Monday, April 5, 2010

Small Milestone, Big Thanks

My little blog logged its 10,000th unique visitor today.  I know that this "milestone" is fewer visitors than many blogs get in a single day, but whatever.  I'm thrilled, particularly considering that I only started blogging here last July, and that this is a small-time, personal blog that focuses on international trade (of all things!).

I'd also like to take this moment to thank everyone who has subscribed, commented, emailed, cross-posted, tweeted, Facebooked and otherwise contributed to this blog.  I really appreciate your support and feedback, and I have no doubt that my "success" is due in no small part to your contributions.  Hopefully, we've made a small difference.

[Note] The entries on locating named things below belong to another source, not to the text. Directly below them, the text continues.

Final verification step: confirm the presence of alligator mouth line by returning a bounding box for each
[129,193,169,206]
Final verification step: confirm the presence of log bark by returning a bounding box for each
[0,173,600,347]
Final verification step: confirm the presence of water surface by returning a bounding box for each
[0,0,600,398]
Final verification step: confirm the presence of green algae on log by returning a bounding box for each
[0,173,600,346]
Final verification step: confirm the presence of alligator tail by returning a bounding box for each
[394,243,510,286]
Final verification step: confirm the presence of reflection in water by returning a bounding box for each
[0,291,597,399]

So thank you, thank you, thank you.

-Scott

2 comments:

Node Runner said...

Congrats Scott! Here's hoping you get 10,000 before this time next year.

Michael Smith said...

Bravo to you for making the moral case for free trade against ardent protectionists like Fletcher.

No amount of alleged good that may accrue to one man by initiating the use of physical force (or threat thereof) against other men can ever justify such initiation of force -- for the simple reason that the ends cannot justify the means.

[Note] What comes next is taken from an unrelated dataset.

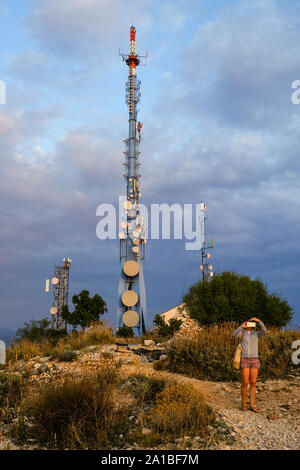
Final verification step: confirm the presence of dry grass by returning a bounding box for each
[14,364,129,449]
[149,384,215,441]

We would never accept such an argument from an armed robber -- we would instantly reject his claim that his “need” of the money in a bank justifies his initiation of physical force to acquire it. Yet this is precisely the argument being offered by the protectionist: that the “need” of one man justifies the initiation of force against another.

It is this worship of "need" -- this enshrinement of "need" as something that trumps all property rights -- that is constantly invoked by statists to justify the expansion of government's powers. The moral principle that underlies it is expressed in the popular slogan Obama loves to assert: "Man is his brother's keeper."

This is a moral claim that requires a moral response -- not a collection of statistics that purports to prove that the total “good” achieved by one policy is better than another. As long as this moral claim goes unanswered, as long as Americans accept the idea that “the needy” are entitled to have their needs satisfied at the taxpayer’s expense, then Americans will have no defense against the endless collection of "brothers" who will emerge claiming a "need to be kept" (or who “need“ to be “protected“ with a tariff).

The proper response to the claim that “Man is his brother’s keeper” is to assert the moral principle that refutes it: namely, that all men are created equal, and all possess the equal right to exist for their own sake and to pursue their own happiness, by means of their own honest effort -- with no man having any power to force others to sacrifice for his sake, and with no others having the power to force him to sacrifice for theirs.

This principle means that no man can lay claim to being some sort of “brother” entitled to be “kept” at the expense of his fellow man. It means that no man can claim a right to unearned economic goods or services to be paid for by confiscating the fruits of the labor of others. It means that man is no more his brother’s keeper than he is his brother’s next meal -- because man is not a slave born into bondage to the misfortunes, stupidity, ignorance, foolishness, laziness, sloth or just plain rottenness of other human beings.

Our lives and our earnings belong to us, not to the government, not to “society” and not to any stray “needy brother” who appears demanding a piece of our hide.